Source : Cet article est partiellement ou en totalité issu de l’article de Alejandra de Riquer, Teodulfo de Orléans y la epístola poética en la literatura carolingia. Barcelona, Real Academia de Buenas Letras, 1994.

Notes

[1] La renaissance carolingienne est une période de renouveau de la culture et des études en Occident sous les empereurs carolingiens, aux 8ème et 9ème siècles. La renaissance carolingienne, première période de renouveau culturel majeur au Moyen Âge à l’échelle de l’Occident, est une période d’importants progrès intellectuels, notamment grâce à la redécouverte de la langue latine, à la sauvegarde de nombreux auteurs classiques, et à la promotion des arts libéraux. Cette renaissance carolingienne est cependant nuancée par les historiens actuels car elle présuppose qu’il y a eu effondrement de la culture entre l’époque romaine et l’époque carolingienne, le Haut Moyen Âge, qualifié d’« Âge sombre », étant en effet réhabilité.

[2] Les Wisigoths ou Tervinges étaient un peuple germanique issu des Goths. Les Wisigoths sont ceux qui, migrant depuis la région de la mer Noire, s’installèrent vers 270-275 dans la province romaine abandonnée de Dacie (actuelle Roumanie), au sein de l’Empire romain, alors que les Ostrogoths s’installèrent, pour leur part, en Sarmatie (actuelle Ukraine). Les Wisigoths migrèrent à nouveau vers l’ouest dès 376 et vécurent au sein de l’Empire romain d’Occident, en Hispanie et en Aquitaine.

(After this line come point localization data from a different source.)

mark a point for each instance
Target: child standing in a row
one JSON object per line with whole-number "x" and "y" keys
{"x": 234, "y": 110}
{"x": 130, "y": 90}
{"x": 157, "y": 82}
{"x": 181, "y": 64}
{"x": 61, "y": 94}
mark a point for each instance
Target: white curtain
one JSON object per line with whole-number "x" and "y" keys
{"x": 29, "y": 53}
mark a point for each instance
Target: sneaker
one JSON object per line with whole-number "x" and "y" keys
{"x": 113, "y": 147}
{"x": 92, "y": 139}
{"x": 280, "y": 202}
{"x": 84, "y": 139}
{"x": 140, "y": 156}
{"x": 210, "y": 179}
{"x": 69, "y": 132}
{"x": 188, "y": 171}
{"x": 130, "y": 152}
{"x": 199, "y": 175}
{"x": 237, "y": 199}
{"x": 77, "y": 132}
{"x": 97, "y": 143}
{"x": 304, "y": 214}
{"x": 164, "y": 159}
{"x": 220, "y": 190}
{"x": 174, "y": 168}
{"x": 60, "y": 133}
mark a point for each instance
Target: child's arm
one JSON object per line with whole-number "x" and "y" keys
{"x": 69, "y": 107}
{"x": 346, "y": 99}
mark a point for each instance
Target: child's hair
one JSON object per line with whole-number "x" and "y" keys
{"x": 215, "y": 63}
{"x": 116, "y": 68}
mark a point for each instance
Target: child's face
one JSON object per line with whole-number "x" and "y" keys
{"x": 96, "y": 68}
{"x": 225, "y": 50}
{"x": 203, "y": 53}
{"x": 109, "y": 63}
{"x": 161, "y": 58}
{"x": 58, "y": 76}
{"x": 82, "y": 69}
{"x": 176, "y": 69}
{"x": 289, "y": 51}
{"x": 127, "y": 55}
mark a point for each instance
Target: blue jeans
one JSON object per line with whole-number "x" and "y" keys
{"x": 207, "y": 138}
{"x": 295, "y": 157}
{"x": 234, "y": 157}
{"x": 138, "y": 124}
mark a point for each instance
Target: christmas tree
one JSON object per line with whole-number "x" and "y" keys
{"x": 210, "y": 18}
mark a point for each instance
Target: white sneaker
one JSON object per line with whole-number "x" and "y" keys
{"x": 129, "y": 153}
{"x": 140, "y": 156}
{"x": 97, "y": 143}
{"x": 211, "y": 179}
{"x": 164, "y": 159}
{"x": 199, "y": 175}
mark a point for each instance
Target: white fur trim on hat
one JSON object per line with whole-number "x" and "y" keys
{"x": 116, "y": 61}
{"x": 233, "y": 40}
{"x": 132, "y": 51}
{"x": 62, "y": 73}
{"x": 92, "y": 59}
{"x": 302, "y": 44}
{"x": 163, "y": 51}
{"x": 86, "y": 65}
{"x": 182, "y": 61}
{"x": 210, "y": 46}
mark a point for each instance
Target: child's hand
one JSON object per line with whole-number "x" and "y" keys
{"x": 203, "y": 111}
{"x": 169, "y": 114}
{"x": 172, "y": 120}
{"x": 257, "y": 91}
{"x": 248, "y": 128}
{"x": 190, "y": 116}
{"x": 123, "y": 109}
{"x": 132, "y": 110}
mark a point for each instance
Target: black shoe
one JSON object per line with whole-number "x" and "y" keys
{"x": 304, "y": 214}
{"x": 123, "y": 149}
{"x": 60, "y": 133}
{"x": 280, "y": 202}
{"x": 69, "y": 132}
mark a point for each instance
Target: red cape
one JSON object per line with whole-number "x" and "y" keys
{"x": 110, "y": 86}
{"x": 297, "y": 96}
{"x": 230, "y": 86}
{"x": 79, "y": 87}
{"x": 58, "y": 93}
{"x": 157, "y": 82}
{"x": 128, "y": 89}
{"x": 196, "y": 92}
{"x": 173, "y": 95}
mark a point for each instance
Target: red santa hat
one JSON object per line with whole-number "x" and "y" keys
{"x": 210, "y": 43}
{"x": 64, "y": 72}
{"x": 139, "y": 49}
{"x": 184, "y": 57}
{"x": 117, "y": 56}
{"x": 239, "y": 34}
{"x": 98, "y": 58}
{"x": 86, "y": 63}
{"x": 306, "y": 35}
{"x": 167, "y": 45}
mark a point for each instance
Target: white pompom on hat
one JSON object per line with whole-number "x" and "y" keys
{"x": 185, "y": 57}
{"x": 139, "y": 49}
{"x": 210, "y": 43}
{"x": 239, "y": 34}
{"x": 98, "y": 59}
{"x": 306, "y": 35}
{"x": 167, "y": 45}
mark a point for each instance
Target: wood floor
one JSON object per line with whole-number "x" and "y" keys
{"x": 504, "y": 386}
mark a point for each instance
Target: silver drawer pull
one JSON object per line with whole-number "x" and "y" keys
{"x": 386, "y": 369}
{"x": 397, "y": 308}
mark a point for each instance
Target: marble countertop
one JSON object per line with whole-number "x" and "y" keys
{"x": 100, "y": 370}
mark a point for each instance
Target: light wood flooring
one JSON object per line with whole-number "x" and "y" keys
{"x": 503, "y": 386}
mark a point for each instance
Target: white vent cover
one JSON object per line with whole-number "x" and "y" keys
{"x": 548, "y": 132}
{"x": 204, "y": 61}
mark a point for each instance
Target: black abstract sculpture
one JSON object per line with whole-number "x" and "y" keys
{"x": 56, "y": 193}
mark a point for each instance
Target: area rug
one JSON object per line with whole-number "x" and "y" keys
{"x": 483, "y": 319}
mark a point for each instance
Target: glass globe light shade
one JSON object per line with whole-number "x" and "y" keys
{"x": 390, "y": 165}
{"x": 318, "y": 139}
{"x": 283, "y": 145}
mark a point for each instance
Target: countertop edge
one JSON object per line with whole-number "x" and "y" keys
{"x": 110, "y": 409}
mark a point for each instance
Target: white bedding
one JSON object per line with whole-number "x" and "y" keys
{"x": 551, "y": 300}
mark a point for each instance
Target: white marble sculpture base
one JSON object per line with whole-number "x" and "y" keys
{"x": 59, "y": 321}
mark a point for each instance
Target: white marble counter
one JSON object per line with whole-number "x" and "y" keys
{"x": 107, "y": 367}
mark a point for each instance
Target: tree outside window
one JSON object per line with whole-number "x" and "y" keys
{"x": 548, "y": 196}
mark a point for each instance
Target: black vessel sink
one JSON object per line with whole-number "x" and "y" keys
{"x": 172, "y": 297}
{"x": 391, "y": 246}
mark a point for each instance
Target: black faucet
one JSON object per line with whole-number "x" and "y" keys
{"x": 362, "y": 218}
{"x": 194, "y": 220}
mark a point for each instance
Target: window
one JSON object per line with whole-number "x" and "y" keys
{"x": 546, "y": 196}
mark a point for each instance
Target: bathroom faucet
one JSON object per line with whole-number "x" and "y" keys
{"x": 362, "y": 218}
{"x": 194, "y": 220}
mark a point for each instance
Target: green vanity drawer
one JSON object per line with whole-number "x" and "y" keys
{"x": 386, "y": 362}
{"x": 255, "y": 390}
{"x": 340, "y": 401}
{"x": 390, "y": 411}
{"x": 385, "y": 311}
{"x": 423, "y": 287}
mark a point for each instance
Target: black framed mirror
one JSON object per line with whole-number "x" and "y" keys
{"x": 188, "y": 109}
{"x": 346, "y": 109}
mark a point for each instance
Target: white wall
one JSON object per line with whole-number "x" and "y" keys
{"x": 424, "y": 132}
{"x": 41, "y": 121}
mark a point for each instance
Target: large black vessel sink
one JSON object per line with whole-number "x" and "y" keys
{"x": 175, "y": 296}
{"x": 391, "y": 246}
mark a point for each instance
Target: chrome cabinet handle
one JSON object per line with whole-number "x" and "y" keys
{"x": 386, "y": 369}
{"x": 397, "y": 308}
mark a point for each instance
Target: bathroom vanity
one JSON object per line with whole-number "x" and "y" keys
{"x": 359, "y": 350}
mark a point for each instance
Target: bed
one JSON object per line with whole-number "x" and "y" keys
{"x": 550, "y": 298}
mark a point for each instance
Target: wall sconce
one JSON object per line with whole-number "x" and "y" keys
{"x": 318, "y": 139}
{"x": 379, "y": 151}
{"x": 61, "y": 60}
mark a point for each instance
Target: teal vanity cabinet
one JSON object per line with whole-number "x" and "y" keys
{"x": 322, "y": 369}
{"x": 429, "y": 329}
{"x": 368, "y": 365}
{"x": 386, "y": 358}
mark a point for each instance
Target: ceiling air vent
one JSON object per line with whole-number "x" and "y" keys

[3] groupe auquel les Romantiques ont donné abusivement le nom d’Académie palatine

[4] Les missi dominici, sont un organe et une charge institués en 789 et renouvelés en 802 par le pouvoir carolingien. Les missi sont des envoyés spéciaux des souverains carolingiens qui contrôlent les représentants du pouvoir royal au niveau local. Ils permettent au souverain de hiérarchiser son administration, de centraliser le pouvoir et sont l’expression d’une idéologie proprement impériale.

[5] L’abbaye de Saint-Benoît-sur-Loire, appelée également abbaye de Fleury, est une abbaye bénédictine située dans la ville de Saint-Benoît-sur-Loire dans le Loiret, près de la rive nord de la Loire, dans le Val de Loire et plus précisément dans la partie est de cette vallée. Sous l’épiscopat de Leodegarius, évêque d’Orléans, l’abbé de la collégiale Saint-Aignan d’Orléans Léodebold souhaite introduire la règle de saint Benoît dans son abbaye. Devant le refus de ses moines, il décida de fonder une nouvelle abbaye. Pour cela il échangea avec le roi Clovis II et grâce à l’appui de son épouse Bathilde une propriété qu’il possédait avec la villa gallo-romaine de Floriacum près d’Orléans et des bords de la Loire. L’année même de son échange, en 651, il envoya des religieux, dont probablement Liébaut et Rigomaire les futurs premiers abbés, pour fonder la nouvelle abbaye. Ils utilisent probablement au début les anciennes constructions de cette possession royale. Un des oratoires fondé est consacré à saint Pierre, l’autre à la Vierge Marie.

[6] Le pallium est un ornement liturgique catholique dont le port, sur la chasuble, est réservé au pape, aux primats, aux archevêques métropolitains et à quelques rares évêques, pendant la célébration de la messe. Il vient du latin pallium qui signifie manteau.

[7] la Vulgate

[8] Germigny-des-Prés est une commune française située dans le département du Loiret. Germigny-des-Prés est particulièrement connu des historiens et des archéologues pour posséder l’une des plus anciennes églises de France, rare exemple du style architectural carolingien.

[9] unique exemple en France, représentant l’Arche d’alliance entre deux chérubins, symbole remplaçant une représentation de Dieu dans une optique qui est aussi celle des Libri Carolini

[10] Le deuxième concile de Nicée est un concile œcuménique qui eut lieu en 787. Convoqué par l’impératrice Irène, il avait pour objectif de mettre un terme au conflit politico-religieux provoqué par l’iconoclasme. Le concile a affirmé la nécessité de vénérer les images et les reliques : l’honneur n’est pas rendu aux images, ni aux reliques mais, à travers elles, à la personne qu’elles représentent.

[11] De spiritu sancto

[12] L’abbaye Saint-Aubin est une ancienne abbaye située à Angers qui a été fondée au vie ou viie siècle et qui a été dispersée à la Révolution française.